As the story continues Nick and Cicely team up with more people who have been cursed. They fight against the mastermind that cursed them, a mastermind that's impossible to find and seems to know their every move.

That's enough of a plot summary for now. Let's examine the characters in a little more detail. Right away I noticed that Cursed is a first person narrative from Nick's point of view. However, Shipp mixes things up. Just like the strange, experimental quality to the humor, the narrative itself mirrors that. The story is told in the first person present tense which is something I don't see very often.

Also as a coping mechanism, Nick makes lists, both physical and mental. This manifests itself in the text as the majority of the action is told in list form as Nick catalogues what's happening around him. This both enhances and hinders the text.
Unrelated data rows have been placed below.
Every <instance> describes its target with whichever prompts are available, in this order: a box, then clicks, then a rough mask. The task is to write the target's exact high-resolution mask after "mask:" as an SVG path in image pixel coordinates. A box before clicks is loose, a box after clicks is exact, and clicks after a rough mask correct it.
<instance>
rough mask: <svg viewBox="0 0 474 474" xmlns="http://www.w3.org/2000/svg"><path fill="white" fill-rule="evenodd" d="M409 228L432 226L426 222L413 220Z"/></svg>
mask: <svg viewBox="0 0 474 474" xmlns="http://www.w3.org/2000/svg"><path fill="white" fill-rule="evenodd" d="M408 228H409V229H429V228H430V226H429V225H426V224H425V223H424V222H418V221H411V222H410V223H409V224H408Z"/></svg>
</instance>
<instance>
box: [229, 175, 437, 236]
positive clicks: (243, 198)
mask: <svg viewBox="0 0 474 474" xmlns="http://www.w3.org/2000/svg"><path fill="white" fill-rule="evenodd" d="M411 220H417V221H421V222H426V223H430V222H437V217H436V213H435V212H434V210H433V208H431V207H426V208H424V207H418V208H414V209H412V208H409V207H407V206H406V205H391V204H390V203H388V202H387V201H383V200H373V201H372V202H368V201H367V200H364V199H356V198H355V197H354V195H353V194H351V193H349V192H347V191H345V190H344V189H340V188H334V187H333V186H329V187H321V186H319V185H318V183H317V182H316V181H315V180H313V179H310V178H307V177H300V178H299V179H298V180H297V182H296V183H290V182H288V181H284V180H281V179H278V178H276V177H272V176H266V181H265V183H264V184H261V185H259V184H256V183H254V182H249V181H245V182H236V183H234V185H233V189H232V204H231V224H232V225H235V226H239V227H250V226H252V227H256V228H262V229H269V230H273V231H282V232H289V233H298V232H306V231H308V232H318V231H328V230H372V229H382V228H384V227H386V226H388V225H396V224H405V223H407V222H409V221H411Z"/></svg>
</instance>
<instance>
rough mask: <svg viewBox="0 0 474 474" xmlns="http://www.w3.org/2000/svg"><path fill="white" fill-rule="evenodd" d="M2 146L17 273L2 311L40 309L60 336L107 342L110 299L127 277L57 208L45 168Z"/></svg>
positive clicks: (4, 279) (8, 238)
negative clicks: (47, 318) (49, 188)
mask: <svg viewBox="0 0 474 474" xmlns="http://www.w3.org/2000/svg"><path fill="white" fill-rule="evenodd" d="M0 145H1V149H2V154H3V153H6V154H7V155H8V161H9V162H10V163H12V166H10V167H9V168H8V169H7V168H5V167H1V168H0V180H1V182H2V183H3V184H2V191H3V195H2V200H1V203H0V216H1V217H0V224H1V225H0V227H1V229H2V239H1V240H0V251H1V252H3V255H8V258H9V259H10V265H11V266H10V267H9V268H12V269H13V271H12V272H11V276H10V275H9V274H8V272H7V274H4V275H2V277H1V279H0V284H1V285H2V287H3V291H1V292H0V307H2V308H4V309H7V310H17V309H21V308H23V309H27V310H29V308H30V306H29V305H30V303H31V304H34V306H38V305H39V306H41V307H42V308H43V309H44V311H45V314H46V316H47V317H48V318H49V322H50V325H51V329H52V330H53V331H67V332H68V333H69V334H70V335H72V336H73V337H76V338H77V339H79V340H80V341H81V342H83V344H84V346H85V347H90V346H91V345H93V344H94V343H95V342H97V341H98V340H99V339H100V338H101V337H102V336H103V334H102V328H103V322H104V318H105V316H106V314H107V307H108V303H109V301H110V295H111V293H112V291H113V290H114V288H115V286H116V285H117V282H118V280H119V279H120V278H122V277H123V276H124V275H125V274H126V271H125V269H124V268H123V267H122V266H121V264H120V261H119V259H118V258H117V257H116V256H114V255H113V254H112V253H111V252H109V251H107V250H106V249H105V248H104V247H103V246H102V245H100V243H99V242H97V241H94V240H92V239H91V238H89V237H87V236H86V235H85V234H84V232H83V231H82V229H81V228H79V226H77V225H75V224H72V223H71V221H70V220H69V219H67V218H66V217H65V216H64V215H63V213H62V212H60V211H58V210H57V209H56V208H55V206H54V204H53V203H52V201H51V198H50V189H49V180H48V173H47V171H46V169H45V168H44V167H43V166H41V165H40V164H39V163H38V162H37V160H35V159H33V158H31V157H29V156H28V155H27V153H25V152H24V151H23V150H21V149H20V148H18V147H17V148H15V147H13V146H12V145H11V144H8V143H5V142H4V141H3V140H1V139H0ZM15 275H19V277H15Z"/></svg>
On the one hand it's interesting to see Nick's neuroses physically affecting the text, but on the other hand it gets a little tedious and saps some of the impact from the action. Still it's an experiment and really I can't say either way what the ultimate result is. I suppose it will just come down to personal taste; I wouldn't want to read every single novel in this style, but it does provide a refreshing change of pace.

Cicely is another strange character; they seem to be Shipp's specialty. The only way I can describe her sense of humor is off-beat. When she and Nick hang out every line of dialogue becomes a joke about some outlandish thing usually involving: monsters, aliens, Smurfs, yard gnomes, anthropomorphic cutlery, and other things. As a follower of Shipp on Twitter I instantly felt at home among the weird references. I wonder how much of Cicely's humor is an extension of Shipp himself or how much of his Twitter stream/persona is based on Cursed. Musings about Shipp's source of humor aside, I can see readers going either way when it comes to the Nick and Cicely scenes. Some will enjoy the humor (like me) and others will find it tedious as it occurs almost constantly for the majority of the book.

Some of the other minor characters don't have as much personality as Nick, Cicely, or even Abby--a third curse victim who joins the cursed club a little later on. Characters like Nick's sister Nadia, her husband Greg, and their young daughter Svetlana seem to drop in and out. Svetlana is supposed to enhance the reader's sympathy for Nick because of how cute they are together, but they don't get enough scenes together to really drive home that emotional bond.

Despite these minor complaints, it's entertaining (in a morbid sort of way) to watch Nick, Cicely, and Abby struggle against their respective curses. You root for them as the curses are slowly destroying their lives. And by the end of the novel you realize that it's become less about the curse and more about their individual struggles for redemption against their own personal demons.

Even after writing this review, I'm no closer to classifying Cursed. It contains believable human struggles, but  it also has things that fall outside our normal definitions of reality. So does that make it fantasy? Or perhaps to bring up a genre I haven't really thought about since college, magical realism? It really doesn't matter. Shipp's done something special. He's combined weirdness, humor, and horror all in the same package. So unless you want the yard gnome army to come besiege your house, I suggest you give Cursed a read.